The cost-saving measures announced Thursday are focused on shaving administrative expenses and new research investments, including the company’s planned dosing and administration optimization trial for the stem cell med, MGTA-145, in healthy patients. The company had been releasing updates on that trial as recently as a month ago, with the expectation that data would be available in the second half of 2022.
Instead, Magenta is rallying behind MGTA-117, the lead asset in the company’s targeted conditioning program. The objective of the program is to develop a conditioning regimen that maintains the efficacy of newly infused stem cells without the high toxicity of chemotherapy or radiation treatments to deplete the originals. Magenta’s med is relying on antibody-drug conjugates to target the CD117 receptor, which is highly expressed on hematopoietic stem cells and leukemia cells to selectively deplete stem cells prior to transplant.
In an interview, Magenta CFO and COO Steve Mahoney said that the reductions were made as a result of the public biotech market and wanting to focus on the MGTA-117 program. Like many public biotechs, Magenta has tumbled in the last year, with shares dropping more than $8.50 down to $2.40.
"This is capital market-driven, the uncertainty of the markets and the fact that we're feeling positive about the Magenta 117 study," he said. "The combination of those two is the biggest driver."
So far, “multiple patients” have been dosed in a phase 1/2 trial of the treatment for relapsed/refractory acute myeloid leukemia and myelodysplasia-excess blasts.

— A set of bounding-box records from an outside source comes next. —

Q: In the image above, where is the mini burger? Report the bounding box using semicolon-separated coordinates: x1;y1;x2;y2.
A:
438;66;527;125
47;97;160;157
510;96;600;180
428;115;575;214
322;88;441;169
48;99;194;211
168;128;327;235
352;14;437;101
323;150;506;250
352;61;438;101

Although the first patient was dosed just more than a month ago, the company is already hinting at success, saying that a preliminary review suggests, “early signals of positive pharmacodynamic activity and that MGTA-117 has been well-tolerated.” But of course, there’s a ways to go.
Magenta teased “a summary of clinical observations from these initial patients with respect to CD117 target binding, drug clearance, cell depletion and tolerability" would be presented during its upcoming May first-quarter 2022 earnings report. The company had previously reported that data from the trial were expected “this year.”
"You want to reassure the world that we haven't seen the safety signals that would be concerning," Mahoney said when asked about the rationale for teasing early data.
For Magenta, just launching this trial was a notable step forward, given that plans sat idle for two months in 2021 during a clinical hold slapped on the study by the FDA. The agency had requested that the company use an additional test to inform dose-escalation decisions. That hold was lifted in September 2021 and Mahoney said it had no impact on the cost-cutting measures announced Thursday.
In addition to axing the dose optimization trial for MTGA-145, the company also said that it would be ending “research platform-related investments in new disease targets.” Magenta originally had three other programs underway for MTGA-145, but two of them were previously paused in favor of the dose-escalation study.
With the escalation study now on hold, those two programs, one studying MTGA-145 as an autologous transplant for multiple myeloma and the other as an allogeneic transplant for leukemia, are in limbo. The company is instead focusing this asset on sickle cell disease through a partnership with bluebird bio. Mahoney is hopeful that all three studies could resume should available capital open up.
"If you can help patients, then the capital will follow and we can broaden those efforts out," he said.
Although Magenta noted administrative costs as a source of savings, those costs have already been on the decline. According to the company’s full-year earnings report, administrative costs dropped by more than $100,000 from 2020 to 2021. Research and development costs also declined by almost $4 million year-to-year. According to the company's annual report, there were 75 full-time employees as of the end of 2021, meaning the job losses affected roughly 11 employees. Mahoney said departing team members were notified about the cuts this week.
Editor's note: This article was updated with additional commentary following an interview with Magenta CFO and COO Steve Mahoney at 2:50 p.m. ET on April 14, 2022.